L'Hospital's Rule: Find Limit of x^2e^x

[endeavor]

Homework Statement

Find the limit.
$$\lim_{x\rightarrow -\infty} x^2e^x$$

Homework Equations

L'Hospital's Rule.

The Attempt at a Solution

I rewrite the limit:
$$\lim_{x\rightarrow -\infty} \frac{e^x}{\frac{1}{x^2}}$$
applying L'Hospital's Rule:
$$\lim_{x\rightarrow -\infty} \frac{e^x}{-2(\frac{1}{x^3})}$$
But the numerator and denominator still go to zero...If I keep applying L'Hospital's Rule, I still won't get anywhere.
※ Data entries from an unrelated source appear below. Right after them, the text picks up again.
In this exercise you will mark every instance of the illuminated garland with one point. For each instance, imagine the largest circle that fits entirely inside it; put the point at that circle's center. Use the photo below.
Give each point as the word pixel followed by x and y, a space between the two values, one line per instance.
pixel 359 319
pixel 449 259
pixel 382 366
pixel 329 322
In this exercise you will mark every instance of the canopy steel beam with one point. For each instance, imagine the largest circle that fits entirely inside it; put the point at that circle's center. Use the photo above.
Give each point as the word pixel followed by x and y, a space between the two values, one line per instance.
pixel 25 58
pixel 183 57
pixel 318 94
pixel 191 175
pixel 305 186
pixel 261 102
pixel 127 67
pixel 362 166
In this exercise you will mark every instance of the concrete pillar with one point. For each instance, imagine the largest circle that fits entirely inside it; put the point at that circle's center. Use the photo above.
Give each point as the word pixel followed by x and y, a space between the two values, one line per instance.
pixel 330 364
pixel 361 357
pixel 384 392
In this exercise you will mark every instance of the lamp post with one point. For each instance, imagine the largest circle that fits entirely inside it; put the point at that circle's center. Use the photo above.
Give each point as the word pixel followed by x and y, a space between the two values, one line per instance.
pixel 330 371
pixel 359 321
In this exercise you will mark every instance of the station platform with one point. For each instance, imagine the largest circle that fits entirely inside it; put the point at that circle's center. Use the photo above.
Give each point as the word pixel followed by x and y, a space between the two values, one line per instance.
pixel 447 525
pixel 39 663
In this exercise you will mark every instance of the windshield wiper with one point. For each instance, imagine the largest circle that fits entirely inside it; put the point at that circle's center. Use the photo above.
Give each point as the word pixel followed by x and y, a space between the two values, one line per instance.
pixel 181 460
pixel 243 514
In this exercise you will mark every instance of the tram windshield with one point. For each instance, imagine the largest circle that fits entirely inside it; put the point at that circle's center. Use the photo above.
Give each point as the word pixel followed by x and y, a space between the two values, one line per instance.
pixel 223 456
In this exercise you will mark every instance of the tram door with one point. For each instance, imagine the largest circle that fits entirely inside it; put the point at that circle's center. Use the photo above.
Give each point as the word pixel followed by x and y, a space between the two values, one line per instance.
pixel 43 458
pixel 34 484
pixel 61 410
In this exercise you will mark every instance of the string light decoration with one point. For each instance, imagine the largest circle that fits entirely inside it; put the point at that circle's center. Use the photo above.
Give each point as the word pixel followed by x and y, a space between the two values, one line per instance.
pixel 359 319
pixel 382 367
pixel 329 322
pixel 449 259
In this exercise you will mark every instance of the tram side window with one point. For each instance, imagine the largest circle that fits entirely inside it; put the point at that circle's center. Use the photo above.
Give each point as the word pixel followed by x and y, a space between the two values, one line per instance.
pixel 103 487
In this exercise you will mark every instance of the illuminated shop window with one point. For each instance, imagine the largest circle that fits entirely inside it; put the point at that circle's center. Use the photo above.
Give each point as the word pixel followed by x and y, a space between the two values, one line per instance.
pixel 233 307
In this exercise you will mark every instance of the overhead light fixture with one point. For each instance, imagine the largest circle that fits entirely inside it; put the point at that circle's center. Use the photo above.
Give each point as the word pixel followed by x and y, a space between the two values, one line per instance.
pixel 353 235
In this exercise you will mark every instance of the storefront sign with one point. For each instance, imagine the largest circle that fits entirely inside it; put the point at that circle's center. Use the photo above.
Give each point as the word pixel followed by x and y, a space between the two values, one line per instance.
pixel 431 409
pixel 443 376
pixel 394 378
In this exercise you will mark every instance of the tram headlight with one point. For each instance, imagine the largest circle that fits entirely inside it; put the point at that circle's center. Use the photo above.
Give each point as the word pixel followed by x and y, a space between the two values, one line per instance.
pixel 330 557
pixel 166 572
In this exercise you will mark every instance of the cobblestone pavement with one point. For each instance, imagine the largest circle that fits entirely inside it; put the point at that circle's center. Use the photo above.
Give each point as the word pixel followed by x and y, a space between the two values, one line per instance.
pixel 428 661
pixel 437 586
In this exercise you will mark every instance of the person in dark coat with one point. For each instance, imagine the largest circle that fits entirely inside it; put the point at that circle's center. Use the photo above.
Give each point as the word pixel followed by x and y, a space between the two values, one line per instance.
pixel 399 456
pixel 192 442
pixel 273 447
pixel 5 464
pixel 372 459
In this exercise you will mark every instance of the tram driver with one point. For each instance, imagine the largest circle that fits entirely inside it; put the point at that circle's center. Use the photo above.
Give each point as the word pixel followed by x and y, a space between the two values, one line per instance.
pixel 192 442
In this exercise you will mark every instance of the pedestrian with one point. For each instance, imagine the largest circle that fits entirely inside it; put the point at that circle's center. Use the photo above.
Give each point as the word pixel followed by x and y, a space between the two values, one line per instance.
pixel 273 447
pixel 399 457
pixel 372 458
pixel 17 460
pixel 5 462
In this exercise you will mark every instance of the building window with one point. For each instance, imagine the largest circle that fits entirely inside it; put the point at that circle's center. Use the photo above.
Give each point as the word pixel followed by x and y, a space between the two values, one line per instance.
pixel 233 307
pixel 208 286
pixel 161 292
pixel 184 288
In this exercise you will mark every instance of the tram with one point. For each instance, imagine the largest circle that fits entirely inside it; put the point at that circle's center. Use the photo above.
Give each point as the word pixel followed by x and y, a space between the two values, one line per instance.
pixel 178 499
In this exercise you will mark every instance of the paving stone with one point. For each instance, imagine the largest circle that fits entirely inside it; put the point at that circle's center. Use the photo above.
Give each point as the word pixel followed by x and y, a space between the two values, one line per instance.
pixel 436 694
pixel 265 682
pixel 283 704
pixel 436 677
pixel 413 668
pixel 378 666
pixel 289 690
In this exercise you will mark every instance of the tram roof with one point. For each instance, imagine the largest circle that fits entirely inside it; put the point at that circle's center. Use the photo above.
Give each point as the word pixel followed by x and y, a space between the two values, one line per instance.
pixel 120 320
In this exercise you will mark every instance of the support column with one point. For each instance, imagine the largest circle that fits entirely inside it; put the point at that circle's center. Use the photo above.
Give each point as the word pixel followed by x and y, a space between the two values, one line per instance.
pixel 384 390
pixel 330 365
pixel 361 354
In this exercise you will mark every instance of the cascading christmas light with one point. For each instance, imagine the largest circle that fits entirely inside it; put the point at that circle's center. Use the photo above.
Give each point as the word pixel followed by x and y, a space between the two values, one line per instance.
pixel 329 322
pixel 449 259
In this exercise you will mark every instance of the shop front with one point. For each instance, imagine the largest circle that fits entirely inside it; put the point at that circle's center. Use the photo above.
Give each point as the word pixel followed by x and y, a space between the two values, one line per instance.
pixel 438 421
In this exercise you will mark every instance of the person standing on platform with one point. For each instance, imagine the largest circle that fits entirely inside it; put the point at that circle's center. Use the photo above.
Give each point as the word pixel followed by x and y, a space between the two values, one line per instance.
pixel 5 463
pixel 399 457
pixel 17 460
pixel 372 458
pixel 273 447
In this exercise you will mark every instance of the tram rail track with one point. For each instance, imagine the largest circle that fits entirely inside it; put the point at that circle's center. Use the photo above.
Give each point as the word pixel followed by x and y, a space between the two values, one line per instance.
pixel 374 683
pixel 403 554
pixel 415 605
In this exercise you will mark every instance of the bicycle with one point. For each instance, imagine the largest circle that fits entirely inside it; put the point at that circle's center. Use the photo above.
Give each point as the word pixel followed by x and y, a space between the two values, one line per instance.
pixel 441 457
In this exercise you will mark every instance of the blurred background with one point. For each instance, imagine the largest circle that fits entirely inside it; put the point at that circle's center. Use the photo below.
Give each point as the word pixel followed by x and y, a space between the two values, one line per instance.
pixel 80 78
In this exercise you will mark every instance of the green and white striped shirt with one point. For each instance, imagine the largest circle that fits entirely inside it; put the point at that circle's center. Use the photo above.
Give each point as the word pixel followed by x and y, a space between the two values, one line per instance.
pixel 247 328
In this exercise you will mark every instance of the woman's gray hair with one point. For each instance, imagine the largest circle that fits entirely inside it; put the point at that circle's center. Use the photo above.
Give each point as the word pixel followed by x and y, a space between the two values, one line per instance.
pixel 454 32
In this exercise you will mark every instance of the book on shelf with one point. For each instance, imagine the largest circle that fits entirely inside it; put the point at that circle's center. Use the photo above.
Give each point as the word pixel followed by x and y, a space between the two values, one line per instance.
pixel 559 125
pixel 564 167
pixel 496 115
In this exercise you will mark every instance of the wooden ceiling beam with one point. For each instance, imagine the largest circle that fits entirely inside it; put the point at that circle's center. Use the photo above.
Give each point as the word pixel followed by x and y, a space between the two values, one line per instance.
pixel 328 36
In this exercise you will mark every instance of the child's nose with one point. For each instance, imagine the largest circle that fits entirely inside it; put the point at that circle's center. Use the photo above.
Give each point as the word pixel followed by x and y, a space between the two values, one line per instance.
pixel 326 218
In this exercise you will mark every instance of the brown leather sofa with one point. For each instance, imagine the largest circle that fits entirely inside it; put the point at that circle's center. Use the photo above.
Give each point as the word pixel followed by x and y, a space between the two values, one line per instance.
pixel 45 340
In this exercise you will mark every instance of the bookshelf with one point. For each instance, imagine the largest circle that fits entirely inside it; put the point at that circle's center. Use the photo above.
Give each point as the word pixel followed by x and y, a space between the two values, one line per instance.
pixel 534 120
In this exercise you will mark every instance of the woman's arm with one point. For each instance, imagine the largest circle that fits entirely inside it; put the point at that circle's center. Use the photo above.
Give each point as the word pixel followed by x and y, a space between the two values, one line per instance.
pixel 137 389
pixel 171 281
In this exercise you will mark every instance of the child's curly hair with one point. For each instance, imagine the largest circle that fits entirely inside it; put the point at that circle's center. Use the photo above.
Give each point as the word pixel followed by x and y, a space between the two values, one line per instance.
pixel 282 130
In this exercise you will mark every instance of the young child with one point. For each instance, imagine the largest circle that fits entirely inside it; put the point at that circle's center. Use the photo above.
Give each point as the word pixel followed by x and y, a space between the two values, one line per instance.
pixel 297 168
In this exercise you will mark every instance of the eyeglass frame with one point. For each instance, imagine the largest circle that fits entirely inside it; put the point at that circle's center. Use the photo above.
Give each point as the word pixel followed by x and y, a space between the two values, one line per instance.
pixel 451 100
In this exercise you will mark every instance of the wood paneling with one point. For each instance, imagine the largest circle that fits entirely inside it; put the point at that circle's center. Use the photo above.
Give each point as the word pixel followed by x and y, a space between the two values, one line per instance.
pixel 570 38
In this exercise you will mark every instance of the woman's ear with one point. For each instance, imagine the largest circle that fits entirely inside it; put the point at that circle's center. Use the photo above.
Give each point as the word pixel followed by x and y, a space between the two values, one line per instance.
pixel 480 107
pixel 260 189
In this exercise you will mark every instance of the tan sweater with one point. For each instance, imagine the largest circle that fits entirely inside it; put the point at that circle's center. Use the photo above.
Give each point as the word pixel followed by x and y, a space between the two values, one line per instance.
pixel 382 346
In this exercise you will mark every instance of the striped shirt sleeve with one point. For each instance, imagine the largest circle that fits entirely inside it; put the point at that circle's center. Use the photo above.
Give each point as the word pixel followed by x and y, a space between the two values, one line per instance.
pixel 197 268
It looks like x's exponent will continue to grow; then if I put the x term back in the numerator, it would seem like the x term would overcome e^x, and the limit would go to infinity. However, I graphed the function, and it seems to go to zero. What am I doing wrong?

 

[Curious3141]

Hint : try rewriting the limit as $$\lim_{x\rightarrow \infty} {(-x)}^2e^{-x}$$ = $$\lim_{x\rightarrow \infty} \frac{x^2}{e^x}$$ and apply L'Hopital's rule twice.

 

[Hurkyl]

it would seem like the x term would overcome e^x, and the limit would go to infinity.

Let this be your first lesson that exponential factors dominate polynomial factors.

Anyways, as Curious suggests, try moving the exponential to the bottom instead of the monomial.

 

[endeavor]

Yeah, that works. It must've slipped my mind that $$\lim_{x\rightarrow -\infty} f(x) = \lim_{x\rightarrow \infty} f(-x)$$.

Is there any other way to do it though?

 

[theperthvan]

intuition.
Looking at this one
$$\lim_{x\rightarrow \infty} \frac{x^2}{e^x}$$

Which one approaches infinity 'faster'?

 

[HallsofIvy]

For any positive n, a> 1, a^x goes to infinity faster than xⁿ so the fraction you have goes to 0. We say that a^x "dominates" xⁿ as Hurkyl said.


For example, for large enough x, 1.0000001^x is larger than x^100000000.